Overeating at Meals Causing Weight Gain? Try This Science-Backed and Dietitian-Approved Trick

Notice the scale creeping up? It could be from eating too much at mealtimes. Although losing weight isn't always as simple as going low-calorie, there's no denying that taking in more energy than you expend will lead to weight gain. One of the biggest reasons people tend to eat too much at meals is that they let themselves get too hungry, then eat to the point past satisfaction.

Yes, listening to your hunger cues and going by the hunger scale are key ways to make sure you stay satiated and don't overeat. But if you end up at a restaurant feeling absolutely ravished, don't immediately go for the bread basket or chips and salsa. Instead, dietitians and research point to one appetizer you should definitely order: a broth-based soup.

"The benefit of having soup at the start of your meal is that it can help fill up volume in your stomach, leaving less room for more calorie-dense food items," registered dietitian Kelly Krikhely, MS, told POPSUGAR, adding that broth-based soups are recommended since creamy soups tend to be filled with calories and can actually impede your efforts.

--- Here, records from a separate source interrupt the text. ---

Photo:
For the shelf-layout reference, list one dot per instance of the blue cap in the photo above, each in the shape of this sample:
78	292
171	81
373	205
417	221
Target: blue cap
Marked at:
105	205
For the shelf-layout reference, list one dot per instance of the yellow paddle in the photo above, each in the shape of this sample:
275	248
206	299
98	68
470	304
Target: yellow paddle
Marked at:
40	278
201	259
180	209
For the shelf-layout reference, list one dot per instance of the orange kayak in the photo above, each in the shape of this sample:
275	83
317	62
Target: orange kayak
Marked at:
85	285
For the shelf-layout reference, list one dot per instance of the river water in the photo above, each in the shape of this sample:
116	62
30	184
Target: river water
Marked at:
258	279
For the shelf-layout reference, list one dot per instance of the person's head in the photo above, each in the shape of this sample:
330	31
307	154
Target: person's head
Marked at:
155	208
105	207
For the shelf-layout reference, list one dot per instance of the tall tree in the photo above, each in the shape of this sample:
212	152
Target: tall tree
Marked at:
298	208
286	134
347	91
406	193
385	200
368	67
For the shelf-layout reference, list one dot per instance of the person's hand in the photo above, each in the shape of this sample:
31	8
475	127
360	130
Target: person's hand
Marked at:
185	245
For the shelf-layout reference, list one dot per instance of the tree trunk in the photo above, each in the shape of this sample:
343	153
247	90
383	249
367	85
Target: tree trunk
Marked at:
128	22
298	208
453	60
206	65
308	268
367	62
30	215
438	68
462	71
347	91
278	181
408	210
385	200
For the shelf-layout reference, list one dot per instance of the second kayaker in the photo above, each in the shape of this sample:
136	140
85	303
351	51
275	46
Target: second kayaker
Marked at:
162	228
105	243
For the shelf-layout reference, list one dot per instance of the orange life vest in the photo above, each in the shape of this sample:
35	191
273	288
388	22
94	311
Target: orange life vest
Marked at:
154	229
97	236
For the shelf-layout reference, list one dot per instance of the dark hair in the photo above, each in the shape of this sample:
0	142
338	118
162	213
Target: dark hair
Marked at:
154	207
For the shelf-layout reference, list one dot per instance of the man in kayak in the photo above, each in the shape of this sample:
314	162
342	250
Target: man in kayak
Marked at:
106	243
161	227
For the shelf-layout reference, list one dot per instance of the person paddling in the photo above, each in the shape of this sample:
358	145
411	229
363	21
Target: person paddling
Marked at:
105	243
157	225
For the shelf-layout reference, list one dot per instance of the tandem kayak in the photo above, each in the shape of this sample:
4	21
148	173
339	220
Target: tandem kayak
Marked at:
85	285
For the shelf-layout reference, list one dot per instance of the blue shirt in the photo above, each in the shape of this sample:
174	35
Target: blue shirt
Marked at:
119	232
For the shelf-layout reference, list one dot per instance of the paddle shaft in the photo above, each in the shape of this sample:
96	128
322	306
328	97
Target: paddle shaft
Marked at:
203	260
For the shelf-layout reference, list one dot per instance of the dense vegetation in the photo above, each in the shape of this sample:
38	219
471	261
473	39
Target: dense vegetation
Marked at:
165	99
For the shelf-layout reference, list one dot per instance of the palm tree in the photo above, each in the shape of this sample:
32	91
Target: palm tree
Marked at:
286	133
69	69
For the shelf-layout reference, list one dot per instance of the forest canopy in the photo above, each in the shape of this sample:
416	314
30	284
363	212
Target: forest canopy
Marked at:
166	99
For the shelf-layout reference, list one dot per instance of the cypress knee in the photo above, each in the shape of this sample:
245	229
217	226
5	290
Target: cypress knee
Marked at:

But it's not just a dietitian-recommended hack; there's science to prove this premeal order. A study out of Penn State found that when a group of participants ate a first course of soup before their entrée, they ate 20 percent fewer calories (with the soup and entrée) compared to when they didn't eat the soup beforehand.

In addition to filling the volume in your stomach, broth-based soups are hydrating, which can satiate your thirst cue, explained Haley Hughes, MS, RD, CDE, who added that certain broth-based soups are a great source of protein, vitamins, and minerals. But be mindful of the kind of broth-based soup you're ordering; recipes featuring large amounts of rice, noodles, or potatoes can be calorie bombs, Kelly warned.

"The trick is to make sure you're picking a broth-based soup that is chock-full of vegetables that will not only fill you up but keep you satisfied for longer," Kelly said, adding that eating a fiber-filled salad with tons of veggies and a light dressing beforehand serves the same purpose.

And while this trick is handy at restaurants, you can also implement it at home. If you don't have time to whip up a broth-based soup at home, you can even sip on bone broth before a meal to help increase satiety. (To make your own bone broth, check out our recipe.) After all, some restaurant soups can be filled with sodium, which will make you bloated and make you feel worse the next day. But if you're really starving when you get to a restaurant, swap out the bread and butter with a veggie-packed soup starter. Bonus points if you look up the nutrition info beforehand to see how much sodium it contains.